Type alias for LanguageModelV3Prompt from @ai-sdk/provider. This is an array of messages where each message has a role and content:
import type { Prompt } from "aixyz/model";
Use this type when you need to reference the prompt shape in your transform function or tests:
import { fake, type Prompt } from "aixyz/model";

const model = fake((_input: string, prompt: Prompt) => {
  return `${prompt.length} messages in history`;
});

Testing with fake()

The fake model makes every test deterministic and CI-safe.
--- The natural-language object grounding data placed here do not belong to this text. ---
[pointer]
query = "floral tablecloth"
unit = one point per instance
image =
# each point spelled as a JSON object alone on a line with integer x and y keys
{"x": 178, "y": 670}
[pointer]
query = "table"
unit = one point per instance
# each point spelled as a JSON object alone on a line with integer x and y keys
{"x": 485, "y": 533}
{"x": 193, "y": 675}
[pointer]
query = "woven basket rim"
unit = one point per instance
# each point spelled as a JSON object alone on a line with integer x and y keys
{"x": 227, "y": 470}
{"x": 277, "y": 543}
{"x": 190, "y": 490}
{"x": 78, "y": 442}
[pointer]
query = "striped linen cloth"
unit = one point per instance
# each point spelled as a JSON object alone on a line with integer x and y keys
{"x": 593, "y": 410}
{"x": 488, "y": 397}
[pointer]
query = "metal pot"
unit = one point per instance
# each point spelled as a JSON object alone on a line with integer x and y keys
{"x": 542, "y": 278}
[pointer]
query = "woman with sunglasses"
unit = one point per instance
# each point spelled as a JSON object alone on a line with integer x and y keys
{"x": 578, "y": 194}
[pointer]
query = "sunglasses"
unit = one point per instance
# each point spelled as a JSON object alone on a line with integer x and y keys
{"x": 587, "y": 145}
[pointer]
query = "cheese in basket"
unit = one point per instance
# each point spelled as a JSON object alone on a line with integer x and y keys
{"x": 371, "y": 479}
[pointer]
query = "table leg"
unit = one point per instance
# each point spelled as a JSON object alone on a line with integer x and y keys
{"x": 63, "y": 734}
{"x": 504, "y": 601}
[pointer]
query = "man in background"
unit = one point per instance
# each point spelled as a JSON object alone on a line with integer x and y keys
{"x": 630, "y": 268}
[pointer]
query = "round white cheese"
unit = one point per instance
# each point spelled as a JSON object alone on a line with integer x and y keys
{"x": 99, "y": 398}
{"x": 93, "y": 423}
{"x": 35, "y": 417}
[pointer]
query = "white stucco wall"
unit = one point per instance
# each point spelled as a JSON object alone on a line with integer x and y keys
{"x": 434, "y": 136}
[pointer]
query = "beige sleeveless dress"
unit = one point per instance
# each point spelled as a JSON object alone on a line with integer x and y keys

Export the model from your agent file so tests can call doGenerate() directly:
// app/agent.test.ts
import { describe, expect, test } from "bun:test";
import { model } from "./agent";
import type { Prompt } from "aixyz/model";

describe("agent (fake model)", () => {
  test("echoes the user message", async () => {
    const prompt: Prompt = [{ role: "user", content: [{ type: "text", text: "hello" }] }];
    const result = await model.doGenerate({ prompt });
    expect(result.content).toEqual([{ type: "text", text: "Echo: hello" }]);
  });
});
See the Testing guide and the Fake Model Agent template for complete examples.